Stream Aggregation In Kafka

5 min readOct 31, 2020

Introducing the aggregation in Kafka and explained this in easy way to implement the Aggregation on real time streaming.

In order to aggregate the stream we need do two steps operations.

Group the stream — groupBy(k,v) (if Key exist in stream) or groupByKey() — Data must partitioned by key.

groupBy or groupByKey uses the through() internally to group the stream by different task on different partitions.

2. Aggregate — count(), reduce(), aggregate()

count() — Simple method used to count the elements

Streaming APIs-

Key preserving APIs — mapValues(), flatMapValues(), groupByKey() — Use when you change the Values only of the stream and not requires to change the values of stream.
Key Changing APIs — map(), flatMap(), groupBy() — Use when you need to change the values of Stream.

Reduce() method

Count() aggregation method used for simple counting of item in the group. I case of counting of complex object, where the stream is based on key X but requires to count the items based on key Y. Means the key required to change before grouping the stream reduce() is the choice.

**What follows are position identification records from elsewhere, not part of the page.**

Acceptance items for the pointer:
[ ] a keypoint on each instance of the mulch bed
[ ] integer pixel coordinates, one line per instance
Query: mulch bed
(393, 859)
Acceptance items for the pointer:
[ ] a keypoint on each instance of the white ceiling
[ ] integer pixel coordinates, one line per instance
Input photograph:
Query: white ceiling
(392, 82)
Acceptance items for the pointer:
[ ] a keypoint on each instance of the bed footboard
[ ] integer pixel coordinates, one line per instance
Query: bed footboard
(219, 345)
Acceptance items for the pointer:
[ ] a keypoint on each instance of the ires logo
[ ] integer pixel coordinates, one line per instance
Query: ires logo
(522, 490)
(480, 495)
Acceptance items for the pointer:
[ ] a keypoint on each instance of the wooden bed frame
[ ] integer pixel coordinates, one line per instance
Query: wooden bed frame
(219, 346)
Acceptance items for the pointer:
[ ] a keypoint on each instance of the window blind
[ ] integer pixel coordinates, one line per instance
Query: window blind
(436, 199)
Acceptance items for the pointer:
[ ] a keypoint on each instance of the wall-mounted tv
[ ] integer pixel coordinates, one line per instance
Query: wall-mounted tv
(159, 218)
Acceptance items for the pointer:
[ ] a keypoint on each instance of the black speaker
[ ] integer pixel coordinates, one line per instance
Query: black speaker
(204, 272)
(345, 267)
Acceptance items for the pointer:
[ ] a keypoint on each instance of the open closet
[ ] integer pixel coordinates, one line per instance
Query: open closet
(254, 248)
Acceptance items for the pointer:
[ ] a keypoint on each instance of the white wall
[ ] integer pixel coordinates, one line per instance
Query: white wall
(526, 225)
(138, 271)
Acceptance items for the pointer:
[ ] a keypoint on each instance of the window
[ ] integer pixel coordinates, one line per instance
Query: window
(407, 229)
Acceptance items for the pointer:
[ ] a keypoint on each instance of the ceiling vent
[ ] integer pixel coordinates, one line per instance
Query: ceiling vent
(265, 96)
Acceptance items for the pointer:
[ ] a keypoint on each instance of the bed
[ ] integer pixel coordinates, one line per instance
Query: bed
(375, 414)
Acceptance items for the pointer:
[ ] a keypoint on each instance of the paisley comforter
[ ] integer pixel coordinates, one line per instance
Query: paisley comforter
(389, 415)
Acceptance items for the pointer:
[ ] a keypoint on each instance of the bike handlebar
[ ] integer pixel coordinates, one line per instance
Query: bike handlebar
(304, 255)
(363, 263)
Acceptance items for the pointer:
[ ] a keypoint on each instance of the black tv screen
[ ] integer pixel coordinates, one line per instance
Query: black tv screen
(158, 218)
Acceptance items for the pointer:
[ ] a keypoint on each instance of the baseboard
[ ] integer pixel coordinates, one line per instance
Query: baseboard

It initialize the store automatically
It knows the input and out type

Limitation of reduce method — Does not allow to change the type of steam, means the type of input stream of reduce method.

Input for reduce method — KGroupedStream<String, Notification>

Output of reduce method — KTable<String, Notification> KT0

KStream<String, Notification> KS1=KS0.map((key, inv) -> new KeyValue<>(
                inv.getCustomerCardNo(),
                Notifications.getNotificationFrom(inv)
        ));

        KGroupedStream<String, Notification> KGS0=KS1.groupByKey(Grouped.with(AppSerdes.String(), AppSerdes.Notification()));

        KTable<String, Notification> KT0 = KGS0.reduce((aggValue, newValue) -> {
            newValue.setTotalLoyaltyPoints(newValue.getEarnedLoyaltyPoints() + aggValue.getTotalLoyaltyPoints());
            return newValue;
        });

        KT0.toStream().print(Printed.<String, Notification>toSysOut().withLabel("[Total Earning]"));

Explanation:

KStream<String, Notification> KS1=KS0.map((key, inv) -> new KeyValue<>(
                inv.getCustomerCardNo(),
                Notifications.getNotificationFrom(inv)
));

map() — method changing the key and values as grouping is required to be done on customer card number. Value is set Notification type of Object and returns a new stream KS1.

KGroupedStream<String, Notification> KGS0=KS1.groupByKey(Grouped.with(AppSerdes.String(), AppSerdes.Notification()));

The above code grouping the stream in key(customer card number) as set before this code.

KTable<String, Notification> KT0 = KGS0.reduce((aggValue, newValue) -> {
    newValue.setTotalLoyaltyPoints(newValue.getEarnedLoyaltyPoints() + aggValue.getTotalLoyaltyPoints());
    return newValue;
});

The above code applies the reduce method on grouped stream. reduce() method takes key and values as an argument, which adds the new value of earned loyalty points with the exiting value of it and returns as a KTable.

Aggregate method:

As you can see there are limitation of reduce method, that is overcome in aggregate method. aggregate method does not have any limitation of same type of input and outputs but have the limitation of initialization as this is plus point with reduce method.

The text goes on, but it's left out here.